Bitcoin faces the same developer shortage. As Bitcoin developers get snapped up by well-heeled startup ventures with millions in VC money, and as the altCoins and side-chains and ripples and ethereums and now Tezos snap at heels with alternatives, the need for change goes up while the developer availability goes down. L.M. Goodman which makes the same point that upgrade is the archilles heel of all successful software systems:
Abstract: The popularization of Bitcoin, a decentralized crypto-currency has inspired the production of several alternative, or “alt”, currencies. Ethereum, CryptoNote, and Zerocash all represent unique contributions to the crypto-currency space. Although most alt currencies harbor their own source of innovation, they have no means of adopting the innovations of other currencies which may succeed them.
Is this the same thing that happened to OpenSSL?
As an emerging model, new startups such as Ripple and Ethereum have done pre-mines: massive creation of paper value before letting loose the system in the wild. These paper values are then hoarded in foundations in order to pay for developers. As the system becomes popular, the value rises and more developers can be paid for.
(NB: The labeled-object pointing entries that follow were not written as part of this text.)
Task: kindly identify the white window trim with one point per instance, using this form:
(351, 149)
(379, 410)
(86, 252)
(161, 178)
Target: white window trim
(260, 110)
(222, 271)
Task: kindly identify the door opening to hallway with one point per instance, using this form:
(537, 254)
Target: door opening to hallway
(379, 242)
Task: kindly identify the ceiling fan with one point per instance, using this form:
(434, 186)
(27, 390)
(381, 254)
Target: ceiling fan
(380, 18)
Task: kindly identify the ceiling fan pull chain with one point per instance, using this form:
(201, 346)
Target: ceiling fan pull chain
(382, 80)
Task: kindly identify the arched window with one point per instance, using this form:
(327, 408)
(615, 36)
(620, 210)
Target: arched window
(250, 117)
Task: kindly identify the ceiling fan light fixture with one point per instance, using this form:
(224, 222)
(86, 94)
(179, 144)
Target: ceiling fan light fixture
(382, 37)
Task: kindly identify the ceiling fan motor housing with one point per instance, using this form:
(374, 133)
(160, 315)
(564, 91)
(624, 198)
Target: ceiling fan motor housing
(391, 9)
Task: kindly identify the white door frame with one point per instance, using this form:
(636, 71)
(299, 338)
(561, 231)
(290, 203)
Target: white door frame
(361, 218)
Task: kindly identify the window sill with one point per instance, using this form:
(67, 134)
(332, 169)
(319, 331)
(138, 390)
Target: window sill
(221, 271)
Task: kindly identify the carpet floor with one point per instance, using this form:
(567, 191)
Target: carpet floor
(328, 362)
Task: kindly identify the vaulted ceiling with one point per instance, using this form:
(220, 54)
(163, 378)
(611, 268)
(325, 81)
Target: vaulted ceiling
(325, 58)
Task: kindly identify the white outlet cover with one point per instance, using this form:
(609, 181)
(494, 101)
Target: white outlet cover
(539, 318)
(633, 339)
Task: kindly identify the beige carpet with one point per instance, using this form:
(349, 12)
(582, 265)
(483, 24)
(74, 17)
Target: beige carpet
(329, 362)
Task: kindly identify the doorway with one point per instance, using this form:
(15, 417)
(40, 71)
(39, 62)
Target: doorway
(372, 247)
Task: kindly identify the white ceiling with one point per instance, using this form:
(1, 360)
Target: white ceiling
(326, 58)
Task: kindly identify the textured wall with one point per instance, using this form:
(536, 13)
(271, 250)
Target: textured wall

Now, leaving aside the obvious problems of self-enrichment and bubble-blowing, it is at least a way to address the problems highlighted by the Heartbleed response above. For example, last Friday, Gavin Woods stated that Ethereum had raised $15m or so in BTC before they'd even shipped a real money client, which puts them several times ahead of OpenSSL. Not shabby, especially compared to the combined efforts of the world's powerful tech cabal.
And, stupidly thousands of times ahead of OpenSSL's contributions pittance ot $2000 per year.
Of course, this situation only applies to a very cool segment of the market: those cryptocurrencies which manage to garner mass attention. But it does raise a theoretical possibility at least: imagine if every open source project were also to issue their own currency?
And do their pre-mine, with say 50% reserved for developers? Obviously, it's valueless stuff at the start ... until the project booms in popularity, and the currency rises in value. Which is the alignment we want -- cash for programmers as the software starts to prove itself.
Think about a new model of open source + foundation + pre-mine -- if OpenSSL or Eclipse or Firefox were their own money, they'd also solve the problem of paying for developers. (The obvious problem of "Eclipse is not a currency" is just your problem in experience, contact any experienced financial cryptographer for how to solve that.)
Then, once you've got the money, how does it get spent? Upgrade is also a huge problem for the Bitcoin world. Adam Back has proposed two-way pegging to address the need to set up side chains for development purposes and also altCoin purposes. I've heard other ideas too, and for once, Microsoft and Apple are on the right side here with their patch Tuesdays and App Store processes.
Close with Goodman again:
We aim to remedy the potential for atrophied evolution in the crypto-currency space by presenting Tezos, a generic and self-amending crypto-ledger. Tezos can instanciate any blockchain based protocol. Its seed protocol specifies a procedure for stakeholders to approve amendments to the protocol, including amendments to the amendment procedure itself. Upgrades to Tezos are staged through a testing environment to allow stakeholders to recall potentially problematic amendments.
Maybe the new model is open source + foundation + pre-mine + dynamic upgrade?